Posted Mar 13, 2009 14:50 UTC (Fri) by foom (subscriber, #14868) [Link]

> If you just rename(), then the file will continue to exist at either the old or the new location, even
> if there's a crash. That's guaranteed by rename() semantics.

Is it? If you rename from /A/file to /B/file (both on the same filesystem), what happens if the OS
decides to write out the new directory metadata for /A immediately, but delay writing /B until an
hour from now? (for performance, don't-cha-know) And then the machine crashes. So now you're
left with no file at all.

While I admit not having looked, I'll bet three cookies that's perfectly allowed by POSIX.

ext4 and data loss

Posted Mar 13, 2009 15:06 UTC (Fri) by quotemstr (subscriber, #45331) [Link]

While I admit not having looked, I'll bet three cookies that's perfectly allowed by POSIX.
You know what else is also allowed by POSIX?
  • Rejecting filenames longer than 14 characters, or that begin with a hyphen
  • Refusing to create more than 8 hard links to a file
  • Not having job control
  • Copying a process's entire address space on fork
  • Making all IO synchronous
Come on. Adhering to POSIX is no excuse for a poor implementation! Even Windows adheres to POSIX, and you'd have to be loony to claim it's a good Unix. Look: the bare minimum durability requirements that POSIX specifies are just not sufficient for a good and reliable system. rename must introduce a write barrier with respect to the data blocks for the file involved or we will lose.

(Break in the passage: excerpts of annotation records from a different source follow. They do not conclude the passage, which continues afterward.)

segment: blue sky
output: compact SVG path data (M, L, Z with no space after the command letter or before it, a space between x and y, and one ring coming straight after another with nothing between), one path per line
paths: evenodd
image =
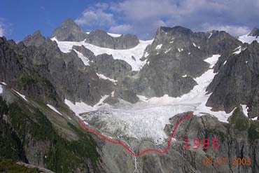
M39 29L48 36L67 18L83 29L153 37L160 26L226 30L237 36L259 27L258 0L2 0L0 35L17 41Z

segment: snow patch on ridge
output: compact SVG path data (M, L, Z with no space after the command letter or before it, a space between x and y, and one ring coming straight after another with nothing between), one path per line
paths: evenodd
M77 51L76 50L74 50L74 49L73 49L73 50L74 50L74 51L75 51L77 53L78 57L82 60L83 64L85 66L89 66L90 65L89 64L89 60L88 60L88 58L87 58L86 57L85 57L81 53Z
M155 50L160 50L160 49L161 49L162 46L162 44L158 45L157 47L155 47Z
M139 140L149 139L155 144L160 144L168 138L164 132L165 125L169 123L169 119L177 113L186 111L193 111L197 116L209 113L219 120L227 123L232 112L212 111L211 107L206 106L211 95L206 94L206 89L216 75L212 68L219 57L219 55L214 55L204 60L210 64L211 69L194 78L198 85L181 97L172 97L164 95L161 97L148 99L137 95L140 101L136 104L120 100L120 104L114 106L98 104L90 106L83 102L73 104L68 100L65 100L65 103L78 116L80 113L88 112L80 118L101 132L122 137L124 139L127 137Z
M53 106L51 106L50 104L47 104L47 106L48 107L50 108L51 110L52 110L53 111L57 113L59 115L62 115L59 111L57 110L57 109L55 107L54 107Z
M2 85L0 84L0 94L3 93Z
M69 109L76 113L76 116L79 116L79 113L84 113L84 112L90 112L90 111L94 111L100 109L101 107L105 107L108 109L110 106L107 104L104 104L104 101L108 97L109 95L104 95L103 96L98 103L94 104L93 106L88 105L87 104L84 103L83 102L77 102L74 104L65 99L64 103L69 107Z
M97 74L97 73L96 74L98 76L99 78L104 79L104 80L108 80L108 81L110 81L113 83L116 83L118 81L114 80L113 78L108 78L108 77L105 76L104 75L103 75L102 74Z
M51 39L52 41L57 42L60 50L67 53L72 50L73 46L84 46L94 53L94 55L106 53L112 55L115 60L122 60L127 62L132 68L133 71L140 70L146 63L146 61L141 61L140 59L144 55L144 52L146 46L151 44L153 40L141 41L139 40L139 43L133 48L115 50L106 48L99 47L92 44L83 41L59 41L55 37ZM136 60L134 60L132 57L134 56ZM80 57L81 58L81 57Z
M248 34L249 33L244 36L240 36L238 37L238 39L243 43L247 43L248 44L251 44L253 41L256 41L259 43L258 36L248 36Z

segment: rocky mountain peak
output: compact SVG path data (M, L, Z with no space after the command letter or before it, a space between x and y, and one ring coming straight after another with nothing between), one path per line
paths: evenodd
M73 20L68 19L54 30L51 37L56 37L59 41L81 41L87 35Z
M22 41L26 46L39 46L46 41L45 37L41 34L39 30L36 31L33 35L29 35Z
M248 34L248 36L259 36L259 29L255 27Z
M172 33L178 33L178 34L191 34L192 33L192 30L183 27L181 26L176 26L174 27L161 27L158 31L165 32L172 32Z

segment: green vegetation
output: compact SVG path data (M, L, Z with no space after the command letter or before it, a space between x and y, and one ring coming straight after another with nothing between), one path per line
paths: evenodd
M10 160L0 160L0 172L5 173L40 173L36 168L27 168Z
M48 151L43 158L47 169L57 173L74 172L77 168L84 170L88 160L97 166L99 155L96 144L85 131L68 123L67 129L79 137L78 140L69 141L59 135L38 109L22 100L8 106L1 97L0 104L0 133L4 134L0 135L0 158L27 162L24 147L29 148L31 141L41 141ZM8 123L1 120L4 115L8 115Z

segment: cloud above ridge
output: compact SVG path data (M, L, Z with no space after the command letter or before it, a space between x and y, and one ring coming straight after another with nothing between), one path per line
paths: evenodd
M124 0L97 3L76 22L84 29L131 33L141 39L153 37L159 27L176 25L237 36L258 27L258 0Z

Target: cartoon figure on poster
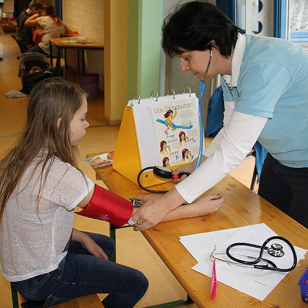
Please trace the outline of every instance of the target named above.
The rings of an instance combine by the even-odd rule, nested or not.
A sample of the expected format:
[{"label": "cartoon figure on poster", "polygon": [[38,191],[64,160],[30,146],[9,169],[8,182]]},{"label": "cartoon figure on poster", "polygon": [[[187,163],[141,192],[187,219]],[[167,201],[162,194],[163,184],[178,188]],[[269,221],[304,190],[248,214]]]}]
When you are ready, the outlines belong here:
[{"label": "cartoon figure on poster", "polygon": [[171,149],[169,145],[167,145],[167,142],[165,140],[162,140],[160,143],[160,152],[164,156],[168,156],[171,152]]},{"label": "cartoon figure on poster", "polygon": [[194,156],[191,155],[191,152],[188,150],[188,149],[183,149],[182,151],[182,161],[183,163],[188,163],[191,162],[191,160],[194,158]]},{"label": "cartoon figure on poster", "polygon": [[196,140],[193,138],[188,138],[186,136],[185,132],[180,131],[179,133],[179,139],[180,140],[180,146],[184,146],[185,144],[194,143],[196,142]]},{"label": "cartoon figure on poster", "polygon": [[184,131],[180,131],[179,134],[179,138],[180,139],[180,146],[182,146],[184,144],[186,144],[186,141],[188,140],[188,137],[186,137],[186,134]]},{"label": "cartoon figure on poster", "polygon": [[163,167],[170,167],[169,158],[168,157],[164,157],[163,158]]},{"label": "cartoon figure on poster", "polygon": [[173,111],[171,109],[169,109],[164,114],[164,117],[166,119],[165,120],[165,124],[167,126],[167,128],[165,130],[165,133],[168,134],[168,131],[171,128],[172,130],[175,130],[176,128],[174,126],[175,122],[172,122],[172,120],[177,116],[177,109],[175,108],[175,114],[173,115]]}]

Not only will you not get every programmer and his dog to insert a gratuitous fsync in the write sequence, but doing so would actually be harmful to system performance.

ext4 and data loss

Posted Mar 13, 2009 18:05 UTC (Fri) by nix (subscriber, #2304) [Link]

rename must introduce a write barrier with respect to the data blocks for the file involved or we will lose.
But this is exactly the behaviour that ext4 isn't currently implementing (although it will be, by default).

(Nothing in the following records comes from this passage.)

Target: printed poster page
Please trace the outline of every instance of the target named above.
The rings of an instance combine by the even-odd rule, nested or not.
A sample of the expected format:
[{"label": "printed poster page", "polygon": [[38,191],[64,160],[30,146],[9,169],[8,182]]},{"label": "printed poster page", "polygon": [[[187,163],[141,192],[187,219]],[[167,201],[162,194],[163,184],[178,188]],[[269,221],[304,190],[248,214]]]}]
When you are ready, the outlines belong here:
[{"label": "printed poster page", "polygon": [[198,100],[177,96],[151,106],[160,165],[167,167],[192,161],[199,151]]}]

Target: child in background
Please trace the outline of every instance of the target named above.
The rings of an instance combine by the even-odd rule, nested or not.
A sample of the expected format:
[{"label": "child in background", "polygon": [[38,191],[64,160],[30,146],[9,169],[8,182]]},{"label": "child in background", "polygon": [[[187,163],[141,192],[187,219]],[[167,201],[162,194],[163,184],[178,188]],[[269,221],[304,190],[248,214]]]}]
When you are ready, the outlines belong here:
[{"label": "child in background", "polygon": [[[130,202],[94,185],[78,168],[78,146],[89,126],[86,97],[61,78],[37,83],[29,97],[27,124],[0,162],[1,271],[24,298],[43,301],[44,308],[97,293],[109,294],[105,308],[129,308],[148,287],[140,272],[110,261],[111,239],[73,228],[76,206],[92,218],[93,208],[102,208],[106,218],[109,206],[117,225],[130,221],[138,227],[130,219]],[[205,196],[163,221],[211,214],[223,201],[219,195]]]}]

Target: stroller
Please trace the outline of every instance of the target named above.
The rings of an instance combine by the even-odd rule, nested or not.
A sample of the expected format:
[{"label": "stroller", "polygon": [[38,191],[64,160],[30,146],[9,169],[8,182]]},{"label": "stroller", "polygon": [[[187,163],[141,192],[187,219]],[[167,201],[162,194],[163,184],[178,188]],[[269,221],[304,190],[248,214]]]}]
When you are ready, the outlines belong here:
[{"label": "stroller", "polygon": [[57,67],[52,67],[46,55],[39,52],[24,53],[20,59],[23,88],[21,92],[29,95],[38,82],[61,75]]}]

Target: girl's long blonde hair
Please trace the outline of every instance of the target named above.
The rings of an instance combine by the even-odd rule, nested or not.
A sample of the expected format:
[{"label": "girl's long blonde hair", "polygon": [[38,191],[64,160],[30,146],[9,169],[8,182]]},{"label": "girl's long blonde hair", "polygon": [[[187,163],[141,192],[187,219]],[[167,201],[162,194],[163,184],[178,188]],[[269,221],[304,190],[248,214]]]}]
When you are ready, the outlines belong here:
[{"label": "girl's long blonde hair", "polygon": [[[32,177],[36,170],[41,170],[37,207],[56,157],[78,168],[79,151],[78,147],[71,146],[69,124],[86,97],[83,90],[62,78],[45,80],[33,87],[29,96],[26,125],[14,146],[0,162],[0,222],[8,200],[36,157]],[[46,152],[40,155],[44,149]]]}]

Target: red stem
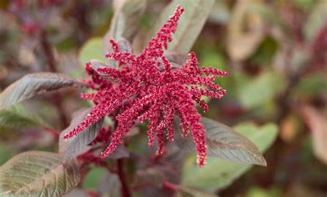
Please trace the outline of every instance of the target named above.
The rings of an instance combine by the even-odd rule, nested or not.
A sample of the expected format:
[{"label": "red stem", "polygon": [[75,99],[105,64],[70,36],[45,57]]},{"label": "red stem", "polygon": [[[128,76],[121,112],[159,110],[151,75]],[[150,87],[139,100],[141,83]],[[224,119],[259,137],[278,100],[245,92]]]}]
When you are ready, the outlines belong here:
[{"label": "red stem", "polygon": [[132,196],[130,193],[130,189],[128,183],[126,181],[126,176],[124,172],[124,162],[123,159],[117,160],[117,168],[118,168],[118,176],[119,177],[120,182],[121,183],[121,196],[122,197],[130,197]]}]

Perhaps we're in vociferous agreement, I don't know.

ext4 and data loss

Posted Mar 13, 2009 22:54 UTC (Fri) by bojan (subscriber, #14302) [Link]

> Not only will you not get every programmer and his dog to insert a gratuitous fsync in the write sequence, but doing so would actually be harmful to system performance.

fsync is not gratuitous. It is the D in ACID. As you mentioned yourself, rename requires only A form ACID - and that is exactly what you get.

But, Ted being a pragmatic man, reverted this to the old behaviour, simply because he knows there is a lot of broken software out there.

The fact that good applications that never lose data are already using the correct behaviour is case in point that this is how all applications should do it.

Performance implications of this approach are different than that of the old approach from ext3. In some cases ext4 will be faster. In others, it won't. But the main performance problem is bad applications that gratuitously write hundreds of small files to the file system. This is what is causing the real performance problem and should be fixed.

XFS received a lot of criticism, for what seem to be application problems. I wonder how many people lost files they were editing in emacs on that file system. I would venture a guess, not many.

ext4 and data loss

Posted Mar 13, 2009 23:10 UTC (Fri) by quotemstr (subscriber, #45331) [Link]

It is the D in ACID. As you mentioned yourself, rename requires only A form ACID - and that is exactly what you get.
That's my whole point: sometimes you want atomicity without durability. rename without fsync is how you express that. Except on certain recent filesystems, it's always worked that way. ext4 not putting a write barrier before rename is a regression.
But the main performance problem is bad applications that gratuitously write hundreds of small files to the file system.
And why, pray tell, is writing files to a filesystem a bad thing? Writing plenty of small files is a perfectly legitimate use of the filesystem. If a filesystem buckles in that scenario, it's the fault of the filesystem, not the application. Blaming the application is blaming the victim.

ext4 and data loss

Posted Mar 13, 2009 23:46 UTC (Fri) by bojan (subscriber, #14302) [Link]

> That's my whole point: sometimes you want atomicity without durability. rename without fsync is how you express that. Except on certain recent filesystems, it's always worked that way. ext4 not putting a write barrier before rename is a regression.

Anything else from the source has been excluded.